Sort by price to find best price / performance. Be sure to look into the details, including sub-ranks before buying. Could be the thing boosting the ranking is something you don't care about.

Also keep an eye on the ranking score itself (the small number under the rank #). For example the difference between the #3 NETGEAR R9000 (38.6) and #4 NETGEAR R7800 (39.3) is pretty small. But price difference is big.
 
Sorry to keep asking questions, but there are some pretty large changes in wifi performance for some routers between rev 9 and whatever revision was used for the original router test. A great example is the R7800. For it's original test using Revision 3, 2.4 GHz downlink was fine, but for Revision 9, 2.4 GHz downlink is rather poor. Conversely, 5.0 GHz downlink is typical in Revision 3, but unbelievably good for Revision 9. Any comments as to what's happening here?

2.4 GHz Downlink Revision 3
R7800 2.4GHz downlink rev3.jpg


2.4 GHz Downlink Revision 9
R7800 2.4GHz downlink rev9.jpg


5.0 GHz Downlink Revision 3
R7800 5.0GHz downlink rev3.jpg


5.0 GHz Downlink Revision 9
R7800 5.0GHz downlink rev9.jpg
 
There is no wireless "Revision 3" test method. I think you are comparing results from Test Method 8 and 9.

The test client in Revision 8 was a 3x3 NETGEAR R7000 in bridge mode. The Revision 9 client is a 2x2 Intel AC 8265.
 
There is no wireless "Revision 3" test method. I think you are comparing results from Test Method 8 and 9.

The test client in Revision 8 was a 3x3 NETGEAR R7000 in bridge mode. The Revision 9 client is a 2x2 Intel AC 8265.

Thanks on clarification of the Revision. Aside from going from 3x3 to 2x2, I don't understand how the change in client would affect the results so strongly for the differences shown for the R7800. Are you suggesting that client hardware and drivers can that strongly affect router performance?
 
Yes, of course.

Thanks. Very fascinating, and considering that there a so many different clients out there, it suggests some uncertainty in how well your test results will represent real world performance. There has to be some metric though, and your tests are the best I've seen so far, so still very valuable.
 
The Wi-Fi class system has outlived its usefulness.

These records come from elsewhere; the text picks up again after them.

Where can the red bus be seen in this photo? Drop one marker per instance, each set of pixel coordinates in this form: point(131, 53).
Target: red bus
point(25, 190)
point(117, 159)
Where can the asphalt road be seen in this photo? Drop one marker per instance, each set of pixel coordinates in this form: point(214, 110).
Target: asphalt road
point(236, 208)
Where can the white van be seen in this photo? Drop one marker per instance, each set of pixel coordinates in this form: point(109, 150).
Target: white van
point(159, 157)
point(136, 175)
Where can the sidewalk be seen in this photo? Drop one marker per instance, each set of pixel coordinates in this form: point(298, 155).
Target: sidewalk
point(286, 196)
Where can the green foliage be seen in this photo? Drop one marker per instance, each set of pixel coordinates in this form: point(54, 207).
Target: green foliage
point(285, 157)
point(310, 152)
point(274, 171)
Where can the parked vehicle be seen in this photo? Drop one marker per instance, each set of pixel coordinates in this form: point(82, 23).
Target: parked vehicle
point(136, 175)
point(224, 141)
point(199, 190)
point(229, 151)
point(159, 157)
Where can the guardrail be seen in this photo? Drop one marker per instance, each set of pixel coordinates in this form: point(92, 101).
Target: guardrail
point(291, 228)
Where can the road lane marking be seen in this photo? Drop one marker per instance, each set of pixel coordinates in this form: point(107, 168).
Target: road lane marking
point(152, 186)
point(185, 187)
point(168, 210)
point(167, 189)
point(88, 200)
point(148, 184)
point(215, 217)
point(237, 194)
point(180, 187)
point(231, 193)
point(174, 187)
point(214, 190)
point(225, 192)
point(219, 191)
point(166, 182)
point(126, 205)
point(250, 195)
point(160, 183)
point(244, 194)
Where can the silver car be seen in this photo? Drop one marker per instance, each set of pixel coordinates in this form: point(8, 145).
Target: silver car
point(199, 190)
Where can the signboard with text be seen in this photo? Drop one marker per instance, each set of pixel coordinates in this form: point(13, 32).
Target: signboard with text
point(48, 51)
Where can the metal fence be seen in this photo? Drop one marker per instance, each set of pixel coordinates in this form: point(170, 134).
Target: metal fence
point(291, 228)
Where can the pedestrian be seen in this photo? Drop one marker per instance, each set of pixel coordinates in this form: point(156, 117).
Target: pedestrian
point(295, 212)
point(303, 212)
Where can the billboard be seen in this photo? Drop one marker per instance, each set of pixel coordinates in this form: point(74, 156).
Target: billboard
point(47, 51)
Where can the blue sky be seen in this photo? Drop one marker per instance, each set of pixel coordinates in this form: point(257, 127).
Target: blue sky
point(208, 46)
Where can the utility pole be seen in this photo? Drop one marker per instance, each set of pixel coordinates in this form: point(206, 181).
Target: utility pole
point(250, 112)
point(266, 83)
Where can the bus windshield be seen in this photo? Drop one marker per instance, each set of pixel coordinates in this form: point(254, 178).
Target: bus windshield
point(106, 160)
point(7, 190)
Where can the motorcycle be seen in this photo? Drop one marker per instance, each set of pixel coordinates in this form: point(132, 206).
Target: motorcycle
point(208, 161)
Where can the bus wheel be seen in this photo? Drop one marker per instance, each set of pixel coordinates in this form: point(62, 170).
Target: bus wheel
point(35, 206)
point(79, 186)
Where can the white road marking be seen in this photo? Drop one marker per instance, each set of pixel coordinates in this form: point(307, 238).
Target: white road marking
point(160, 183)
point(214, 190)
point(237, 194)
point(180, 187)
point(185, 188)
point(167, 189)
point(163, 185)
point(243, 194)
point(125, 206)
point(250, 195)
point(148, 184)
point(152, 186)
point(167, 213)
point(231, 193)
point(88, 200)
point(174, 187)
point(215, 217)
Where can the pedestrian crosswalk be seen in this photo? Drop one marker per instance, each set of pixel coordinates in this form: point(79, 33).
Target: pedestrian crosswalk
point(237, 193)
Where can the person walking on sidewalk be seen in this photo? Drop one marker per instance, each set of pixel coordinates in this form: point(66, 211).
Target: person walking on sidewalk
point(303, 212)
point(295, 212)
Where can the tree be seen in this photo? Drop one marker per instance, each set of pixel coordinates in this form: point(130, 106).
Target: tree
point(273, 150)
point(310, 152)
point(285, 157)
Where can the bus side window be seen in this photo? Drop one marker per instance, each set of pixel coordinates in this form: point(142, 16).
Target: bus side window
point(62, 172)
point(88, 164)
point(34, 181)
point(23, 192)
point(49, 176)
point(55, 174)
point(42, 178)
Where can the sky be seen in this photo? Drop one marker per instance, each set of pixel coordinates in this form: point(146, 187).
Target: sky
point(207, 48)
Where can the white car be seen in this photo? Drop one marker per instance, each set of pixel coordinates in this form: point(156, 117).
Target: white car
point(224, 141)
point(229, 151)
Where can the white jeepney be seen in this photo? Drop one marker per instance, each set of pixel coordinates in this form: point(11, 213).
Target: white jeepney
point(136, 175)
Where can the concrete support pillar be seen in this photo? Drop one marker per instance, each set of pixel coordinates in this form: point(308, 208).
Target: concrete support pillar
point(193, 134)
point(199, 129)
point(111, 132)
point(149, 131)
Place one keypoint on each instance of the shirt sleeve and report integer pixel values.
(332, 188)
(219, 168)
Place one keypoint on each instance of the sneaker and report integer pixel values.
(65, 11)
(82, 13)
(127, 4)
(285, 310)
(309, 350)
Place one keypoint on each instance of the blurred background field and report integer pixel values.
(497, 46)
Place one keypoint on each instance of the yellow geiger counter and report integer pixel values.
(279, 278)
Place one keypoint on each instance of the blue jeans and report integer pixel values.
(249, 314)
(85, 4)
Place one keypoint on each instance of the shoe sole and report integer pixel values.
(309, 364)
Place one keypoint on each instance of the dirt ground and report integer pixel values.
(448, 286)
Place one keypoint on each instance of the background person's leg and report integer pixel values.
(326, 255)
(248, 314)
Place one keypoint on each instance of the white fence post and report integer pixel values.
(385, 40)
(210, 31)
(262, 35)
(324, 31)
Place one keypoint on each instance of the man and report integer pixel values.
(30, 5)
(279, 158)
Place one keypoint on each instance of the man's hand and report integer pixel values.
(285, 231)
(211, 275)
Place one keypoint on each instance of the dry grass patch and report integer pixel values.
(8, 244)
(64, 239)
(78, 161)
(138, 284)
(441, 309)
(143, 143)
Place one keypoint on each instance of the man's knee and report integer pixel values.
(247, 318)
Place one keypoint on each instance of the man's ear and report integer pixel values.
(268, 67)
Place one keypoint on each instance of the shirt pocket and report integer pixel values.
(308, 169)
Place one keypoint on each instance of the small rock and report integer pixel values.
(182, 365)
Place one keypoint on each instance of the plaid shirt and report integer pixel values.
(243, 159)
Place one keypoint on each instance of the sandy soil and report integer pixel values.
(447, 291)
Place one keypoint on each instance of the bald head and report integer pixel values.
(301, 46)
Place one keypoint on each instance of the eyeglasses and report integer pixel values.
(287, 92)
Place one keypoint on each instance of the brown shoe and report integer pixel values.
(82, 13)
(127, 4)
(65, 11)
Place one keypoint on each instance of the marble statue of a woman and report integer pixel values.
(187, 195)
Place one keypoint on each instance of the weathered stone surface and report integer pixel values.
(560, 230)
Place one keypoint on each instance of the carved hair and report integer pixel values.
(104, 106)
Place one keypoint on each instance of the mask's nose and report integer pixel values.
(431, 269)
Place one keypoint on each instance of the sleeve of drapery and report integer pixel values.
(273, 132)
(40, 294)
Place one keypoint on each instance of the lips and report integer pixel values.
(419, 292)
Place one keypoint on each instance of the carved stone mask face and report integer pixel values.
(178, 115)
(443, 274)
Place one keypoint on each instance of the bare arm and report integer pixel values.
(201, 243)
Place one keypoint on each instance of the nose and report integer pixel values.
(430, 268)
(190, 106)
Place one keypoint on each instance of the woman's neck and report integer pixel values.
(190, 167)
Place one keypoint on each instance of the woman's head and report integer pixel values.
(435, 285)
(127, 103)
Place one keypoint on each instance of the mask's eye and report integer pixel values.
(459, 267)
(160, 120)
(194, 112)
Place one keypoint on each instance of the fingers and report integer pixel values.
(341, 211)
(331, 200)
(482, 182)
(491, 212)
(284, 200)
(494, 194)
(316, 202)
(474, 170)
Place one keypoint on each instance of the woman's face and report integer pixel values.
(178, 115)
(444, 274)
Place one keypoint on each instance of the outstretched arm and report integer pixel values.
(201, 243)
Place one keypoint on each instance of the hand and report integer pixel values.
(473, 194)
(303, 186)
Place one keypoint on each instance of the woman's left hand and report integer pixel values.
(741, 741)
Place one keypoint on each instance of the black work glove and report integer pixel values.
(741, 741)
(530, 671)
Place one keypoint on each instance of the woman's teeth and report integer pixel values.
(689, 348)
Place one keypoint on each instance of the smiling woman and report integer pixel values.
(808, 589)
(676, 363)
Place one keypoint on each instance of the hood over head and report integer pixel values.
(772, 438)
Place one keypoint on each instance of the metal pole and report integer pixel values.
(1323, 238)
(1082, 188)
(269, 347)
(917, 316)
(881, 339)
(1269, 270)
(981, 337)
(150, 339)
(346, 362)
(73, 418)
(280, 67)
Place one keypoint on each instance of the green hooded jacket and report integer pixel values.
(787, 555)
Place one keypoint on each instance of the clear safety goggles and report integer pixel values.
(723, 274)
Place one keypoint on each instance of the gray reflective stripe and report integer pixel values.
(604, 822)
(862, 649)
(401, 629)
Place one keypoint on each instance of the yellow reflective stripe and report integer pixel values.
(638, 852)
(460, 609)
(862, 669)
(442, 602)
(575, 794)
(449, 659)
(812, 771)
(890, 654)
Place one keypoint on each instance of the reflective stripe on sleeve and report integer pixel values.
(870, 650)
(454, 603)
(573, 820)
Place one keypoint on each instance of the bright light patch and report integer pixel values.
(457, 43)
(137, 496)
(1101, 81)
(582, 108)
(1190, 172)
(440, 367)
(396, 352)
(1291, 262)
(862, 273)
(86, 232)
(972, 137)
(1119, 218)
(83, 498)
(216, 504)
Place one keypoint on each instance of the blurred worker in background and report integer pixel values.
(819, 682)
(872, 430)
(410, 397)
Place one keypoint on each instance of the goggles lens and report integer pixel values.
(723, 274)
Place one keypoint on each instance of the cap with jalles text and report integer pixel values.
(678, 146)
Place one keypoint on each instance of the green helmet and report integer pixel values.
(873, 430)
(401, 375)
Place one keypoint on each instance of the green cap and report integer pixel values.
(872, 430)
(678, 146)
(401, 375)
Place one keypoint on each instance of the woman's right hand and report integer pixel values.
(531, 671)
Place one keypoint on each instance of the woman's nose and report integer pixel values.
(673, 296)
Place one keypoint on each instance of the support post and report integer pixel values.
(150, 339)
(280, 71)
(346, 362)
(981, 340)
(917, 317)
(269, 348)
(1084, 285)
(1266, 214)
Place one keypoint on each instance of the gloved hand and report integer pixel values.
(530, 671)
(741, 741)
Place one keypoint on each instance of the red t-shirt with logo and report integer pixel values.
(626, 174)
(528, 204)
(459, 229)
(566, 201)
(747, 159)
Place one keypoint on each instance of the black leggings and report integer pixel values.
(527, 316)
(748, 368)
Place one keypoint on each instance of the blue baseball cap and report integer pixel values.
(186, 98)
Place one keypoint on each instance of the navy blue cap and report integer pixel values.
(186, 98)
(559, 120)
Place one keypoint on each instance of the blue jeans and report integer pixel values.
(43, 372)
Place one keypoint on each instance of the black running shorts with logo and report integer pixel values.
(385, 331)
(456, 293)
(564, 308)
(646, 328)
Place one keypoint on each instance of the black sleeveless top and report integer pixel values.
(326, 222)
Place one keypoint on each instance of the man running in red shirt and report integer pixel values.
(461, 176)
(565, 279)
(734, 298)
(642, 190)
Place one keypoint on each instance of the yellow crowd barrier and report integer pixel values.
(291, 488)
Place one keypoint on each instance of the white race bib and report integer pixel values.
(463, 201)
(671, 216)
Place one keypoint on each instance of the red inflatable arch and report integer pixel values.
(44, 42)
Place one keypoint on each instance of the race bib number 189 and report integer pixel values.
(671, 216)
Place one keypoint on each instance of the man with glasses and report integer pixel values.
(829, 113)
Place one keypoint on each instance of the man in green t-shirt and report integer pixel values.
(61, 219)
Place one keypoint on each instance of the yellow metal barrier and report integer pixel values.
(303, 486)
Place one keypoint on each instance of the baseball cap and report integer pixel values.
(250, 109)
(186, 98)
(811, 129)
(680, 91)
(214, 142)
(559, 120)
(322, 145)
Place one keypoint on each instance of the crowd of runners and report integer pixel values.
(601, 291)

Speaking of which - on the inflated Vendor numbers that kind of caused this - has anyone actually observed a TurboQAM connection in 2.4GHz?

This was one of the key non-standard items - vendors would quote the TurboQAM/QAM256 numbers for 2.4GHz...
 
How does this new Revision measure the 1:n ratio of one router and multiple wifi devices in the house?

My home has 1 router and typically between 12 and 20 devices connected. Most of them are N-class devices connected at 2x2 144 mbit, and some of them are AC-class devices connected at 300 mbit or more. Several devices have been tested with www.speedtest.net, where N-class devices usually reach 30-50 mbit/sec, and AC-class devices reach >100 mbit/sec, which is my ISP's bandwidth limit. So far so good.

The real usage is 2-3 concurrent streams (Netfix, NetTV, Twitch - 1-4 mbit/sec per client), and some times 4-5 teenagers playing games, where ping ratio is more important than raw speed throughput. None of the clients need much from the router, but their combined load should be handled by the router.

Isn't it more realistically important that the router can handle all the clients at once? Each client may be some 2x2 radio device, but then the router's ability to serve them on spearate antennas would look like 2 devices at 2x2 could be better served by one Router with four antennas.

I don't know much about Routers and radios, so it is possible I have just misunderstood the whole thing.
 
The current and past test processes do not test wireless capacity, which is what you are referring to.
 
Appreciate the new methodology. Is there any way we can still do a Price vs Performance HEAT MAP (found it in Old Tools) for newer Devices that you test?

Also, not sure if its therein the test TB, but Wirecutter ranked Archer C7 as their best pick and a Netgear model as their best picks (for most people). Would love it if you can dissect some of their stuff and give us theirs vs yours to help us pick.